O lançamento pode marcar uma curva na carreira de Craca: de mochila nas costas, olhando para o leste e transformando em música a América que conhece tão bem e ajudando a criar uma cena de Futurismo Latino. Uma leitura moderna de um conjunto de civilizações tão que têm tanto em comum e ao mesmo tempo são pouco conectadas, principalmente falando do Brasil, esta grande criança que brinca sozinho no recreio enquanto todo o resto faz algazarra juntos.
“Eu acho que vários fatores são responsáveis por isso.” – falando sobre a desconexão do Brasil em relação ao movimento musical latino-americano como um todo – “Tem o fator geográfico, por exemplo. O Brasil é muito grande o que faz com que você esteja menos em contato com os outros países.
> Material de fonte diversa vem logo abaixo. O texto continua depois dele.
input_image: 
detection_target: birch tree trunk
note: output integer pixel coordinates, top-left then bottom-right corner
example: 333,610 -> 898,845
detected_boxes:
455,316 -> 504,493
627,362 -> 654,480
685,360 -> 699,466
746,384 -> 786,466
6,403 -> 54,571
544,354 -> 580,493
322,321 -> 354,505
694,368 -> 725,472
Na Argentina, além de ter o Brasil gigante em cima de você, há vizinhos bem próximos, que te dão mais contato. É como se nós tivéssemos mais voltados para o oceano do que para continente, já que muitos de nossos pontos de fronteira são de selva ou montanha. Além disso, de fato á uma questão cultural. Se você pegar a história da indústria fonográfica internacional, eles não estão nem aí para Uruguai, Paraguai e Argentina, por exemplo. Mas no caso do Brasil não, afinal o país é um puta mercado. Eles investem aqui e, ao fazerem isso, promovem artistas gringos e brasileiros, de forma que, o que ouvimos aqui é diferente do que eles ouvem lá.”
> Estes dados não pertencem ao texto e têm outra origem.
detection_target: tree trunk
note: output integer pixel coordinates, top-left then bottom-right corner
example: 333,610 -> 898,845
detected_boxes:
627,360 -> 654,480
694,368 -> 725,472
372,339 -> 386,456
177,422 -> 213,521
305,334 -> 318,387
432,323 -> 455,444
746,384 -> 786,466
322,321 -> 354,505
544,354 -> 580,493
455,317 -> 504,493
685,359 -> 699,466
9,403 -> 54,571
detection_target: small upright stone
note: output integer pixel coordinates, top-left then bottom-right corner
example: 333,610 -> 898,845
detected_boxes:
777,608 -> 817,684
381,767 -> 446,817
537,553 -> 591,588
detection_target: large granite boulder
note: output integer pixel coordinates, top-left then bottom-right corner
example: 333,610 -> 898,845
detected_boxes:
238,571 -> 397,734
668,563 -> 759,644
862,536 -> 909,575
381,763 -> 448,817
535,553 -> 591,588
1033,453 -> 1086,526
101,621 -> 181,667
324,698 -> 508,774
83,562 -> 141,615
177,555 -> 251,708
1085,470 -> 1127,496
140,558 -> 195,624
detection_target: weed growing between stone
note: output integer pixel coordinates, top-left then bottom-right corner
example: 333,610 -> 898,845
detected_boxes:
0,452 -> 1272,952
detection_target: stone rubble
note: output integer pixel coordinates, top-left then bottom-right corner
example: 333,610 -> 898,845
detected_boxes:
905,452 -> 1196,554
Outro fator apontado por Craca é a construção histórica mesmo da música que ouvimos por aqui, mais tropical. Muito do que ouvimos chegava às rádios das casas, principalmente nas regiões norte e nordeste, através de rádios caribenhas. “Além do Brasil, podemos ouvir algo parecido talvez somente na Colômbia”, conta Craca.
A conversa, ao fluir para tais lados, vai apresentando um conhecimento real do artista em relação ao balaio em que resolveu meter a mão. O conhecimento possibilita a interpretação e por isso se ouve tanta verdade em Humo Serrapilheira. O disco tem a brisa quente e salobra de Gabriel Garcia Marques, tem cheiro de fumaça de motocicleta, tem a cúmbia mestiça de periferias ancestrais e também um Lorca sentando à beira do grande rio tentando entender como será que vai estar esta América Latina no futuro.
Musicalmente, já respondo: é em forma de batidas downtempo, em velocidade de trem andino, rodeadas por batucadas com sons indígenas e africanos, atmosfera fresca de selva fechada e a função de olharmos mais para além das montanhas guiados por Craca.
Craca já se apresentou em sua terra natal e no Chile. Se sentiu, como descreve “em casa”. Se considera um artista movido muito mais pela música latina do que pela que vêm dos EUA e Europa. Esta bagagem cultural, aliada ao domínio das novas tecnologias para produção de música, o coloca no cume de uma montanha e o permite avistar este novo continente em 360 graus, como se ouve no disco. “Eu me identifico com uma latino americano mais do que como um brasileiro”, nos conta.
Ao contrário do que se possa supor, os movimentos musicais, ou melhor, geográficos e socioculturais, não são fruto de um planejamento prévio de Craca: “por mais que eu tente, cada trabalho vai sai de um jeito. Vou me deixando levar pelo processo e o processo vai pegando seu jeitão. Este novo disco, é meio que fosse um spin off, na real. No entanto, estou sentindo que talvez este resgate se torne mais importante do que eu vinha fazendo e me faça ficar nele por mais tempo”.
Este é Craca, recebendo o chamado da pachamama para dar a e letra no presente sobre o que nos espera no efuturo. Grandes civilizações culturamente dominantes feitas de madeira, mata e água.